And in our <a href="https://github.com/AvishakeAdhikary/Neural-Networks-From-Scratch/blob/main/NameWeave%20(MLP)%20-%20Activations%2C%20Gradients%20%26%20Batch%20Normalization.ipynb">NameWeave (MLP) - Activations, Gradients & Batch Normalization</a> notebook we have discussed how we calculate loss very cautiously, and how every batch is more-or-less lucky everytime...

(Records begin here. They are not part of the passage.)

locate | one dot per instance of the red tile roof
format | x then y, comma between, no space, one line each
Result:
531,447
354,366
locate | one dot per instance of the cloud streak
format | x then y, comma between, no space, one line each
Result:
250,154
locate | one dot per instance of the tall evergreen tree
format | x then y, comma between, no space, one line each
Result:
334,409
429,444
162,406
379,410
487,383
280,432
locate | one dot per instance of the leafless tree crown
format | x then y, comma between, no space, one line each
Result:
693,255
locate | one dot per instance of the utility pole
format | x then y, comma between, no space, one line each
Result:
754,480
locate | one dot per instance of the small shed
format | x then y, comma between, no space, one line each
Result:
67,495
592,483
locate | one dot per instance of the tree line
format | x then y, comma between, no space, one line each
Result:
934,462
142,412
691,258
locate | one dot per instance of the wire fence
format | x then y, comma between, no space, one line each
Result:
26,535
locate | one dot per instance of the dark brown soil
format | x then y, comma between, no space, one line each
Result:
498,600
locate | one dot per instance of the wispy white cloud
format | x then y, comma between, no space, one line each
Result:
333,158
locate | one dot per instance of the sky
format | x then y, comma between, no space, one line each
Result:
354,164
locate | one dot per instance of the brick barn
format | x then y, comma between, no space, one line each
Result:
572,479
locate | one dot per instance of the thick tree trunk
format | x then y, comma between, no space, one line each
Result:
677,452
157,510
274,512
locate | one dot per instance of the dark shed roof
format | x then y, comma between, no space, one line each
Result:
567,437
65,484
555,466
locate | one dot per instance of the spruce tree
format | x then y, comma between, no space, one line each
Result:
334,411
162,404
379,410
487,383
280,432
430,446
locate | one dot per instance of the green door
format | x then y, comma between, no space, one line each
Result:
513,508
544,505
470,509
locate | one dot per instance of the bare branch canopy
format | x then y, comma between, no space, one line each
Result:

So we need a loss evaluation method, which averages up the `loss` over multiple batches...

So we change our loss calculation to `@torch.no_grad()` decoration, and define a method for calculating loss as `estimateLoss()` such that no gradients are calculated during the loss evaluation every now and then....

And we have also seen how setting the training mode to `True` like `training = True` and `False` like `training = False` can create problems in layers like `Batch Normalization`...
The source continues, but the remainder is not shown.